Star cluster formation from giant molecular clouds in the Small Magellanic Cloud about 2 Gyr ago: their origin, structures, and kinematics

TL;DR

This study uses simulations to show that tidal interactions between the Small and Large Magellanic Clouds around 2 Gyr ago likely triggered the formation of massive star clusters from giant molecular clouds, explaining observed cluster properties.

Contribution

It demonstrates that galaxy interactions can significantly enhance GMC and star cluster formation, incorporating molecular hydrogen physics and cluster merging processes in the simulations.

Findings

GMC formation is enhanced by tidal forces during galaxy interaction.

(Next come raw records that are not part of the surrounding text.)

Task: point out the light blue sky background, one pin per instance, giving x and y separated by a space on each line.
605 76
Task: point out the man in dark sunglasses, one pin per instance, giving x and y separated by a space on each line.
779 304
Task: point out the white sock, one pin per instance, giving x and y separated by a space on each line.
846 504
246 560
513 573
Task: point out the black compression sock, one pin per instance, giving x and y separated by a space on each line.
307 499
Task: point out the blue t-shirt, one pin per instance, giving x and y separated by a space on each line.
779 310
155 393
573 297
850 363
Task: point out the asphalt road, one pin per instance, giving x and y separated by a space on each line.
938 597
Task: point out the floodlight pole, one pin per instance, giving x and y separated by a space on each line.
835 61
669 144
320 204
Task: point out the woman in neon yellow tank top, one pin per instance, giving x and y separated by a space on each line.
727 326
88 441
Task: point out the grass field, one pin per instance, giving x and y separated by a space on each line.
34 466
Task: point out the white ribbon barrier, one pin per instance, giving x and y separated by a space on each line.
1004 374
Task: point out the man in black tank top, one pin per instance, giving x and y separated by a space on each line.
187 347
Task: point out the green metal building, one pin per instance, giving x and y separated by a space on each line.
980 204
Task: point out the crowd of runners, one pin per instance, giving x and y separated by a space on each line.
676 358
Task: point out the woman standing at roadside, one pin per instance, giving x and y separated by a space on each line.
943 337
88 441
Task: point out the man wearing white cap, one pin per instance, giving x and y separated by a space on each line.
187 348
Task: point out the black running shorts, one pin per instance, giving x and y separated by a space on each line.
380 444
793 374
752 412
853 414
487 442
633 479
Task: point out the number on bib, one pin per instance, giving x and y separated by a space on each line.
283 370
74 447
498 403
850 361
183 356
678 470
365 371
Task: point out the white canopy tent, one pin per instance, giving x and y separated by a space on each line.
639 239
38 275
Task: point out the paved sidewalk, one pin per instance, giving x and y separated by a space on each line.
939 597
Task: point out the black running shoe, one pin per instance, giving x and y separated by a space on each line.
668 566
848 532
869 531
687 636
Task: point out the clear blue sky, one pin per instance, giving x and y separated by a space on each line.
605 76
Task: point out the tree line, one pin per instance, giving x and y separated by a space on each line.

Massive star clusters can form with lower densities than globular clusters.

Simulated clusters exhibit internal rotation and substructures.

Abstract

Recent observations have found that the age distribution of star clusters (SCs) in the Small Magellanic Cloud (SMC) shows a sharp peak around 2 Gyr ago. However, it is theoretically unclear what physical processes are responsible for such sudden formation of SCs in the SMC. Here we investigate whether massive SCs with initial masses more than $10^5$ $\text{M}_\odot$ can be formed during tidal interaction of the SMC with the Large Magellanic Cloud (LMC) about 2 Gyr ago, based on our new simulations, which include molecular hydrogen formation on dust grains and SC formation within giant molecular clouds (GMCs). We find that the formation of GMCs with masses more than $10^5$ $\text{M}_\odot$ can be dramatically enhanced due to the tidal force of the LMC-SMC interaction. We also find that gravitationally bound massive SCs can be formed within these GMCs, though their mean stellar densities ($10^4$ $\text{M}_\odot \text{pc}^{-3}$) are systematically lower than those of the genuine globular clusters (GCs). All simulated SCs have diffuse extended stellar envelopes that were formed from multiple merging of sub clusters within their natal GMCs. Furthermore, we find that some of the simulated SCs can have considerable global internal rotation and substructures surrounding them. Based on these simulation results, we discuss the origin of the observed diverse properties of SCs in the SMC and the physical roles of galaxy interaction in the formation of massive SCs from GMCs.